Figure 1. Map of example of selected variables for 10 of 64 individuals (white square indicates a selected variable)

The RMSECV results for all of the individuals can also be examined as a function of the number of included variables. Figure 2 shows the results obtained from an example population for the SFCM data. Also shown is the median of all individual RMSECV fits (dotted line) and the RMSECV obtained using all the variables (dashed line). Note that at this point, many of the individuals performed worse than when all the variables were used.

Figure 2. Fitness (RMSECV) versus the number of variables used by each individual.

The second step in the GA is selection. The individuals with fitness greater than the median fitness (i.e., all models above the dotted line in Figure 11-2) are discarded. The remaining individuals used variables which, for one reason or another, provided a lower RMSECV – a better fit to the data. At this point, the population has been shrunk to half its original size. To replace the discarded individuals, the GA "breeds" the retained individuals.

In PLS_Toolbox, breeding is done by one of two methods: single or double cross-over. In single cross-over, the genes from two random individuals are split at some random point in the gene. The first part of the gene from individual A is swapped with the first part of the gene from individual B, and the two hybrid genes form two new individuals (C and D) for the population. This is shown schematically in Figure 3. Double cross-over breeding (also shown in the figure) is very similar to single cross-over except that two random points in the gene are selected and the middle portions of the two genes are swapped. The biggest practical difference is that double cross-over usually produces new individuals with less change from the original parent genes. Put in terms of selected variables, double cross-over typically creates new variable subsets which more-closely match the variables included in one parent or the other.
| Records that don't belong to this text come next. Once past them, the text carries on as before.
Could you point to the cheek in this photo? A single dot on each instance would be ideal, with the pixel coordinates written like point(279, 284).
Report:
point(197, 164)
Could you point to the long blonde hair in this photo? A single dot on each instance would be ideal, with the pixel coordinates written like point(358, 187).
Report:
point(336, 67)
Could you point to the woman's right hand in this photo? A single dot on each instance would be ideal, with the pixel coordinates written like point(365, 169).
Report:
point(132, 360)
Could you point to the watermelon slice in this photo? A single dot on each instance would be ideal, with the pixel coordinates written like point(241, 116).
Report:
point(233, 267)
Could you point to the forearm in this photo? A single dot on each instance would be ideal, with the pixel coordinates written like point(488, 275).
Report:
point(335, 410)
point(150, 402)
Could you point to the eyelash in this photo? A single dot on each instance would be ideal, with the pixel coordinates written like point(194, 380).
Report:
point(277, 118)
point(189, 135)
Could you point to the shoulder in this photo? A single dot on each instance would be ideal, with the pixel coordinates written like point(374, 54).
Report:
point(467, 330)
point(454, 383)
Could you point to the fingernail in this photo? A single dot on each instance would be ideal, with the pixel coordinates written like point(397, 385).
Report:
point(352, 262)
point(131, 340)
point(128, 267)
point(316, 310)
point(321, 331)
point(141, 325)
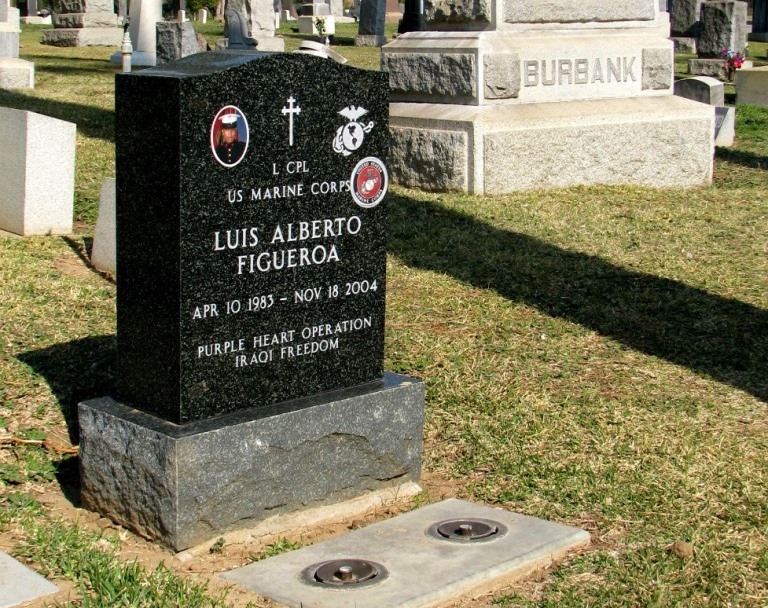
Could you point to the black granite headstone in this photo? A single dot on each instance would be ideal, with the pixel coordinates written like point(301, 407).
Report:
point(250, 231)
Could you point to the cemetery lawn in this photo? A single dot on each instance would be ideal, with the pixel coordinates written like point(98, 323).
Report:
point(596, 356)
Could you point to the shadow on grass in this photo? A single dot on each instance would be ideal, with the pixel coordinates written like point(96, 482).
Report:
point(740, 157)
point(718, 337)
point(76, 371)
point(91, 121)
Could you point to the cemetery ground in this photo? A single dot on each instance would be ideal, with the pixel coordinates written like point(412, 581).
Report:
point(596, 356)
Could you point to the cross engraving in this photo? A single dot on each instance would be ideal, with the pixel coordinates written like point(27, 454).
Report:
point(290, 110)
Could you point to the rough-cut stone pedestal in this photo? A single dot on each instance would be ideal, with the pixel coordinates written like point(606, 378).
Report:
point(184, 484)
point(510, 94)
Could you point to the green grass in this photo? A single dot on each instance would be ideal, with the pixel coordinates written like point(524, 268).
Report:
point(596, 356)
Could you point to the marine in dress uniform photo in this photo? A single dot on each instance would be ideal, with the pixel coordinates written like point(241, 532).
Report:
point(229, 136)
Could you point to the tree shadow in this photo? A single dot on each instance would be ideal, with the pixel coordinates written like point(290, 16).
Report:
point(722, 338)
point(77, 370)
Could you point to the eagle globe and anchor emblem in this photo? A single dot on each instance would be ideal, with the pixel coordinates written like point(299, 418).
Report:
point(349, 137)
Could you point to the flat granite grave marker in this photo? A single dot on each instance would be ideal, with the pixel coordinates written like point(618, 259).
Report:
point(250, 298)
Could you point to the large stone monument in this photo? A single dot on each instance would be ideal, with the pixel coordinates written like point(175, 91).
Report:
point(15, 73)
point(83, 23)
point(510, 94)
point(251, 270)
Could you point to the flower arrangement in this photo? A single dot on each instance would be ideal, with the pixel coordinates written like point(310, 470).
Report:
point(733, 60)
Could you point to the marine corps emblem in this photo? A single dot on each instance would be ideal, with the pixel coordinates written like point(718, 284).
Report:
point(349, 137)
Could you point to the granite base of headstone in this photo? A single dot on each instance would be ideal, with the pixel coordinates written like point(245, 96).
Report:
point(187, 484)
point(250, 299)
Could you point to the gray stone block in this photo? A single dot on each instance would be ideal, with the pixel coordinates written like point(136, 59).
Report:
point(725, 126)
point(19, 584)
point(684, 17)
point(657, 69)
point(451, 76)
point(9, 42)
point(567, 11)
point(702, 88)
point(186, 484)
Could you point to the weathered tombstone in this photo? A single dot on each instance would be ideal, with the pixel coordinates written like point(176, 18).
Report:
point(15, 73)
point(711, 91)
point(723, 26)
point(37, 181)
point(259, 17)
point(759, 21)
point(308, 15)
point(103, 249)
point(463, 107)
point(370, 30)
point(684, 17)
point(725, 126)
point(702, 88)
point(83, 23)
point(250, 299)
point(144, 15)
point(176, 39)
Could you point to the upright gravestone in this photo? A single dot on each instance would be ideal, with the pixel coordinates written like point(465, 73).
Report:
point(759, 21)
point(259, 16)
point(83, 23)
point(370, 30)
point(250, 306)
point(723, 27)
point(145, 15)
point(15, 73)
point(484, 100)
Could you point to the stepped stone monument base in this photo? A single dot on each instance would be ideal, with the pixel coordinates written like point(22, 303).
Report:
point(495, 149)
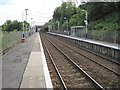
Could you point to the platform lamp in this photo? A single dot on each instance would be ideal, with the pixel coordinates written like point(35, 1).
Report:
point(26, 20)
point(86, 21)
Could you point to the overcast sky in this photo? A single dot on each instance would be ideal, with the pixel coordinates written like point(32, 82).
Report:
point(40, 10)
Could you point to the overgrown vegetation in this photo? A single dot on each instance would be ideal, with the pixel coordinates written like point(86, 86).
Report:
point(101, 16)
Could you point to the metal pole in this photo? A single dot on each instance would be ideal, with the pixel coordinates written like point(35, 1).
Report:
point(26, 21)
point(23, 25)
point(86, 24)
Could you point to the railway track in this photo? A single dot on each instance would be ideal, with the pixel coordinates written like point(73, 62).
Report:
point(108, 83)
point(70, 74)
point(114, 70)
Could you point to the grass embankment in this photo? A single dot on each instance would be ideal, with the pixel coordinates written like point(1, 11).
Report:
point(108, 22)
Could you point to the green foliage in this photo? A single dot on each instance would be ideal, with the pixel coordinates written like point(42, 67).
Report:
point(101, 16)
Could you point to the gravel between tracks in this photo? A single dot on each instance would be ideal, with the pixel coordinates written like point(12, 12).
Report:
point(108, 79)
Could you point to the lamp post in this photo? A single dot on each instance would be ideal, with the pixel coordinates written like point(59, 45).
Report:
point(23, 35)
point(67, 23)
point(86, 21)
point(58, 26)
point(26, 20)
point(30, 30)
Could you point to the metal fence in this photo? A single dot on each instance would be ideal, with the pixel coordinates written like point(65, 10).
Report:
point(102, 35)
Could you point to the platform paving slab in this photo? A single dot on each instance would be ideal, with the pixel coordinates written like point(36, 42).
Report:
point(14, 62)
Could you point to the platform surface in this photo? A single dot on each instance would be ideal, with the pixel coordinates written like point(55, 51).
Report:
point(25, 66)
point(35, 75)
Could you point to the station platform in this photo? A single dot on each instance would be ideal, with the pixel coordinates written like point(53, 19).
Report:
point(36, 74)
point(25, 66)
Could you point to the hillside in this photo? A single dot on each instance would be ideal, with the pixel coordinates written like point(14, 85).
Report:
point(108, 22)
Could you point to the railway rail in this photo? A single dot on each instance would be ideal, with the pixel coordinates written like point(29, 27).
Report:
point(65, 47)
point(108, 67)
point(81, 77)
point(105, 50)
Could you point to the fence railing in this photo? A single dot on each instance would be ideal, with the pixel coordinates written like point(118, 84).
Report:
point(102, 35)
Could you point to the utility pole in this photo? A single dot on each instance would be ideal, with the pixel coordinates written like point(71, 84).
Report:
point(58, 26)
point(26, 20)
point(86, 21)
point(23, 36)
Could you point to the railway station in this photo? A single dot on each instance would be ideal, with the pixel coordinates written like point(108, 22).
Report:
point(77, 48)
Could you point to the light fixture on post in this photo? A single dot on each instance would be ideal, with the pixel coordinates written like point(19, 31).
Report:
point(86, 21)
Figure 3. Schematic of single and double cross-over breeding.

After adding the new individuals to the population, all the individuals' genes are given a chance for random mutation. This allows for a finite chance of adding or removing the use of variables that might be over- or under-represented in the population (See variable 13 in Figure 1 for an example of an underrepresented variable).

Finally, after all the individuals have been paired and bred, the population returns to the original size and the process can continue again at the fitness evaluation step. The entire process is:

  1. Generate random variable subsets
  2. Evaluate each individual subset of selected variables for fitness to predict Y
  3. Discard worse half of individuals
  4. Breed remaining individuals
  5. Allow for mutation
  6. Repeat steps 2-5 until ending criteria are met

The GA will finish (a) after a finite number of iterations or (b) after some percentage of the individuals in the population are using identical variable subsets. Individuals using noisy variables will tend to be discarded; thus, the variables used by those individuals will become less represented in the overall gene population. Likewise, less noisy variables will become more and more represented. Depending on the number of variables and the rate of mutation, many of the individuals will eventually contain the same genes.